営業職からアナウンサーへの異色の転職を経験した西澤由夏【写真:山口比佐夫】
営業職からアナウンサーへの異色の転職を経験した西澤由夏【写真:山口比佐夫】

突然訪れたチャンス「誰かしら手を差し伸べてくれたりする」

 葛藤を抱えながらも平日は営業、土日はリポーターというライフスタイルを続けた。周囲にも「アナウンサーを目指しています」と積極的に言っていた。それほどまでにもなりたい職業であり、達成したい目標だった。

 チャンスは突然に訪れる。開局1周年を迎える2018年、ABEMAにアナウンス室が設立されることが決定した。

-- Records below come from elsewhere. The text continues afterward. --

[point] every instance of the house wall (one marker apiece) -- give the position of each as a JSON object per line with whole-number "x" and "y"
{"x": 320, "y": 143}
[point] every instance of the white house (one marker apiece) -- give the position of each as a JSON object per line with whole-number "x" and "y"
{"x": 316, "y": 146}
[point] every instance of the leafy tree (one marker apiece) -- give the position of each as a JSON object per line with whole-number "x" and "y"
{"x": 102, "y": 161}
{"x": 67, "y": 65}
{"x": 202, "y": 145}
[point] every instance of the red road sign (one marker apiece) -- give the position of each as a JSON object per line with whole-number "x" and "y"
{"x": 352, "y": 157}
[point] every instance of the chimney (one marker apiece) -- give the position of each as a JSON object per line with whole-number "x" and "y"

「募集をネットで知って、『やばいやばい』と焦りながら、エントリーシートとエントリー動画を出して一般公募で受けました」

 面接を切り抜け、晴れてアナウンサーに。うれしさはあったものの、ホッとしたのが正直なところだった。現在では営業職も経験しているからこその人当たりの良さ、西澤は唯一無二のアナウンサーになった。

 苦しい過去を振り返り、こわばっていた西澤の表情がほころんだ。

「結果論ですけれど、諦めなくてよかったな。お先真っ暗で歩いていたので、努力といえばかっこよくなりますけれど、なにかしらチャンスをつかもうとしていたら、誰かしら手を差し伸べてくれたりするというのは実体験で思いますね」

 華やかなイメージのアナウンサー。嫉妬というみにくい過去の自分を乗り越えたからこそ、今の笑顔はより輝いている。執念とも言える思いでチャンスをつかんだ西澤のこれからがより楽しみだ。